Um herauszufinden, ob ein Kombi-Angebot tatsächlich ein Schnäppchen ist, sollten Sie systematisch vorgehen. Verlassen Sie sich niemals blind auf die Beispielrechnungen des Anbieters. Nehmen Sie stattdessen Ihre letzten Jahresabrechnungen zur Hand und notieren Sie Ihren genauen Jahresverbrauch in Kilowattstunden (kWh) für Strom und für Gas. Nutzen Sie anschließend unabhängige Vergleichsportale im Internet. Führen Sie dort zwei getrennte Abfragen durch: Eine für Ihren Stromverbrauch und eine für Ihren Gasverbrauch. Notieren Sie sich jeweils die Gesamtkosten der günstigsten, verbraucherfreundlichen Tarife ohne Berücksichtigung von einmaligen Sofortboni, um die reinen Arbeitspreise und Grundgebühren zu vergleichen. Rechnen Sie diese beiden Beträge zusammen. Erst wenn Sie diese Summe ermittelt haben, vergleichen Sie das Ergebnis mit den Gesamtkosten des angebotenen Kombi-Tarifs.
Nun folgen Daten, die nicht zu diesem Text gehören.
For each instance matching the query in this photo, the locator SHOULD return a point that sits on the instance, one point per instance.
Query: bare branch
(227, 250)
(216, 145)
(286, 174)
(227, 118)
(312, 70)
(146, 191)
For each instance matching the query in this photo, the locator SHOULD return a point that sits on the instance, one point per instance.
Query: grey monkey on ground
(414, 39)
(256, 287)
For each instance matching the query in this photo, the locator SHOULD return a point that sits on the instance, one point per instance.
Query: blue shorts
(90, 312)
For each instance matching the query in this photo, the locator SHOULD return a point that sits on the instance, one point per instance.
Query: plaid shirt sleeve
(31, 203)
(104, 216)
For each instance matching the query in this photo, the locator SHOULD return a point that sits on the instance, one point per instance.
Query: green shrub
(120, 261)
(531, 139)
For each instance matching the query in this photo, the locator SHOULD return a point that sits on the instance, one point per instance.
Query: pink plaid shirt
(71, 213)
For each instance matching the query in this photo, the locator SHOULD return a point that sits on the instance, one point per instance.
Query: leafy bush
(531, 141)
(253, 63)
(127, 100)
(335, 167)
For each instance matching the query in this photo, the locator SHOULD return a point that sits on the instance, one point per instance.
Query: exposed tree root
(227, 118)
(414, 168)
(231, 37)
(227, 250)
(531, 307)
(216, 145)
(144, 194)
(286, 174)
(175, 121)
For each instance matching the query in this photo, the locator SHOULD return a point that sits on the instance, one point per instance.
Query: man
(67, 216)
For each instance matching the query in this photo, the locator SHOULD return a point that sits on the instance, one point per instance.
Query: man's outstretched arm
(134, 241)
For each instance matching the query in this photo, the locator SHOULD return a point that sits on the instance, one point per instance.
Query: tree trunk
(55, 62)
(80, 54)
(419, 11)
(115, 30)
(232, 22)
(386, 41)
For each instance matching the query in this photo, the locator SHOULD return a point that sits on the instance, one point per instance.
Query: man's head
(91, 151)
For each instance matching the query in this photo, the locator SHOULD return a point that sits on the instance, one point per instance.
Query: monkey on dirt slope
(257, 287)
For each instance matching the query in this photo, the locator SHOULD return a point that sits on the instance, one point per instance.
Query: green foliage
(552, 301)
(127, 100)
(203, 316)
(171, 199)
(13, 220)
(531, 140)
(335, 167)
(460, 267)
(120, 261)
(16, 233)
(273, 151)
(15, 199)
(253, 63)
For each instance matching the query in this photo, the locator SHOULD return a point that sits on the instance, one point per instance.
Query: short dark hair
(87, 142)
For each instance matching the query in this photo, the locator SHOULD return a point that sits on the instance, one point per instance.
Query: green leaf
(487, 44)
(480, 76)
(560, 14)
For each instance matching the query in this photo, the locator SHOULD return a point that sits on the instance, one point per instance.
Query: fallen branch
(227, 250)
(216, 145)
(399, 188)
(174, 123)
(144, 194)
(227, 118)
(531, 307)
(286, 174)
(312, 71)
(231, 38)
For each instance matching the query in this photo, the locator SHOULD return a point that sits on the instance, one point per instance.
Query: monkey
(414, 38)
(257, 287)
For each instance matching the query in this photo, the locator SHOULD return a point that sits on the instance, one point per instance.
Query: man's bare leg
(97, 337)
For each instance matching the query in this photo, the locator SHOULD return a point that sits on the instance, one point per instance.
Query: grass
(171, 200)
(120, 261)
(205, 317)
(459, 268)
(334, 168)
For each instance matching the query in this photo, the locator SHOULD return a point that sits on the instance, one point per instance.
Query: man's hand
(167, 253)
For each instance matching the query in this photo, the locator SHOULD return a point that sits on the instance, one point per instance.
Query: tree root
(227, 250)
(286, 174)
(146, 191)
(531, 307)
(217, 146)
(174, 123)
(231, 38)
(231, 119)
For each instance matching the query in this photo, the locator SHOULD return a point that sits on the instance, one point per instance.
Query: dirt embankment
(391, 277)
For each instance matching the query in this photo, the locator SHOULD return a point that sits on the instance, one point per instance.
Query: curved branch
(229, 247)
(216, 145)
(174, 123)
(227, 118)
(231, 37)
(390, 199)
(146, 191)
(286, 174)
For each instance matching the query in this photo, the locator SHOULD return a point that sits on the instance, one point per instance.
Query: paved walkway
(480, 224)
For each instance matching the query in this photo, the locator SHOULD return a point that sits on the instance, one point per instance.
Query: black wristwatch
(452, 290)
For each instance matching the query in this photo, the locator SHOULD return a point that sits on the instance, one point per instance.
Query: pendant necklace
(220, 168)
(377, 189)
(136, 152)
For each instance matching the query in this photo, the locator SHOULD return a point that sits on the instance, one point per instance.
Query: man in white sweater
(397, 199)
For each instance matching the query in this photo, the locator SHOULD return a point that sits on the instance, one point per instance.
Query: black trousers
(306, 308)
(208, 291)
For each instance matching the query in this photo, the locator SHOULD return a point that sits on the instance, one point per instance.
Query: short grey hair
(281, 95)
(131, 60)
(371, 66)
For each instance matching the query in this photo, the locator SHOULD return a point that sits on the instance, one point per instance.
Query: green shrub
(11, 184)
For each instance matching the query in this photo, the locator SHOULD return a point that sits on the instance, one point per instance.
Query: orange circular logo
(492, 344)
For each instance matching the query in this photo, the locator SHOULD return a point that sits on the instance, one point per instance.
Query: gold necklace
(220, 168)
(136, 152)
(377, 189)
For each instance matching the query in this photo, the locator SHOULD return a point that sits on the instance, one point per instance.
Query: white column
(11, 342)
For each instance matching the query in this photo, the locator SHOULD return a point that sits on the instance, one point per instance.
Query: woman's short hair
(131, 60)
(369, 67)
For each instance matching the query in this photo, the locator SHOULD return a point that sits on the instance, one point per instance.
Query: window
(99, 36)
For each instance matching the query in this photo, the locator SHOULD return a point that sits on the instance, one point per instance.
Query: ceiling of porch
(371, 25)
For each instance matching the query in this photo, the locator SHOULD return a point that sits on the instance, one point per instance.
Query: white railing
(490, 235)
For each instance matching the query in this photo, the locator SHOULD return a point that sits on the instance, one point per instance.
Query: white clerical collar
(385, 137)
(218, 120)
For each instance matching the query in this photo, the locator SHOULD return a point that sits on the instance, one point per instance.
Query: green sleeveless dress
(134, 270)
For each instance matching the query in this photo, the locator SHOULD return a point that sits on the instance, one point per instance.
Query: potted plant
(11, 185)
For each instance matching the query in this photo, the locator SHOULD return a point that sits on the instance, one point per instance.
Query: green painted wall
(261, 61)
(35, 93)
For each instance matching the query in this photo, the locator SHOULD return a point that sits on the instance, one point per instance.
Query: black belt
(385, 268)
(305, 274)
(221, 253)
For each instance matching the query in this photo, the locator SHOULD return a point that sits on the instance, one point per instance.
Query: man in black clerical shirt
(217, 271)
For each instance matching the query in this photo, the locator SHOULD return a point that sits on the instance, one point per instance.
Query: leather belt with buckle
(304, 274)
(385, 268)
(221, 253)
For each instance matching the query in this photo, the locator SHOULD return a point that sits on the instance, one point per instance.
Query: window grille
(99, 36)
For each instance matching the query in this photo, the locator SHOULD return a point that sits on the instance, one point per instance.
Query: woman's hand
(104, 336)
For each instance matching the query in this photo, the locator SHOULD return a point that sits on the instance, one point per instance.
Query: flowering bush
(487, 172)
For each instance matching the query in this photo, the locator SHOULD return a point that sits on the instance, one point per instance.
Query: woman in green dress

Nur wenn das Kombi-Paket unter der Summe der beiden Einzeltarife liegt, ist es wirtschaftlich sinnvoll. In der Praxis ist dies jedoch nur äußerst selten der Fall.
Zusammenfassend lässt sich sagen, dass Kombi-Angebote für Strom und Gas primär ein Produkt für Verbraucher sind, die den minimalen Verwaltungsaufwand über den maximalen finanziellen Ertrag stellen. Wenn Sie absolut keine Lust und Zeit haben, sich einmal im Jahr mit Ihren Energieverträgen auseinanderzusetzen, und bereit sind, für diese Bequemlichkeit eine jährliche Prämie in Form von höheren Gebühren zu zahlen, kann ein Kombi-Tarif eine Option sein. Für alle preisbewussten Haushalte, die das Optimum aus ihrem Budget herausholen wollen, sind getrennte Verträge jedoch die weitaus bessere Wahl. Durch den gezielten, separaten Wechsel von Strom- und Gasanbietern lässt sich die Haushaltskasse spürbar entlasten. Schönberg Energy empfiehlt daher, die Verträge stets flexibel und unabhängig voneinander zu halten, um jederzeit auf Marktveränderungen und Preissenkungen der spezialisierten Anbieter reagieren zu können. Ein regelmäßiger Blick auf die eigenen Tarife bleibt der effektivste Hebel gegen zu hohe Energiekosten.